This is a representation of sediment tails noted at  NASA's Mars Pathfinder landing site. The detailed map was prepared by MPF scientists from Arizona State University on a base image created by MPF scientists from the NASA Ames research facility.

This is a representation of sediment tails noted at the Mars Pathfinder landing site. The arrows in the figure represent the inferred downwind direction, based on our understanding of the deposition of very fine sediment around surface rocks. The inferred wind direction therefore, is from the northeast blowing toward the southwest. This wind trend matched that of light and dark "streaks" of sediment in and around Martian craters in the region that have were seen by the Viking spacecraft. The detailed map was prepared by Mars Pathfinder scientists from Arizona State University on a base image created by MPF scientists from the NASA Ames research facility.

Mars Pathfinder is the second in NASA's Discovery program of low-cost spacecraft with highly focused science goals. The Jet Propulsion Laboratory, Pasadena, CA, developed and manages the Mars Pathfinder mission for NASA's Office of Space Science, Washington, D.C. JPL is a division of the California Institute of Technology (Caltech).
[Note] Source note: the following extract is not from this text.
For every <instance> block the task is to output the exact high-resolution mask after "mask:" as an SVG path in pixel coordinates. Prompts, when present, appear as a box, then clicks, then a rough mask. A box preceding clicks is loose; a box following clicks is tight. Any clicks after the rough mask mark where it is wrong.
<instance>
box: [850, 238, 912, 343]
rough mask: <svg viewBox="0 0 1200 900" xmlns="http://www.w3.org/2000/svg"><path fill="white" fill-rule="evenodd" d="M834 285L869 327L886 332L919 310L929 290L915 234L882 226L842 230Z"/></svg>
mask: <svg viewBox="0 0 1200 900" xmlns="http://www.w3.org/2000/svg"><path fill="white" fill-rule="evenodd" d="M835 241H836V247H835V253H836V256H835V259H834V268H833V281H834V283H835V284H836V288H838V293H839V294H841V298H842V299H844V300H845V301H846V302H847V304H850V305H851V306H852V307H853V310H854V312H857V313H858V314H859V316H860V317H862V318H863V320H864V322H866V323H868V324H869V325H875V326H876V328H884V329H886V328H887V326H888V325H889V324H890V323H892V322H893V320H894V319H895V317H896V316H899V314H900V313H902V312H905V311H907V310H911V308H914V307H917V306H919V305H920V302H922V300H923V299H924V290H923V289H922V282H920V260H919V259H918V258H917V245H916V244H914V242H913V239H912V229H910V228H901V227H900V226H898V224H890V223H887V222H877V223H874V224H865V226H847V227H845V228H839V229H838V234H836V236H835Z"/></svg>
Photojournal note: Sojourner spent 83 days of a planned seven-day mission exploring the Martian terrain, acquiring images, and taking chemical, atmospheric and other measurements. The final data transmission received from Pathfinder was at 10:23 UTC on September 27, 1997. Although mission managers tried to restore full communications during the following five months, the successful mission was terminated on March 10, 1998.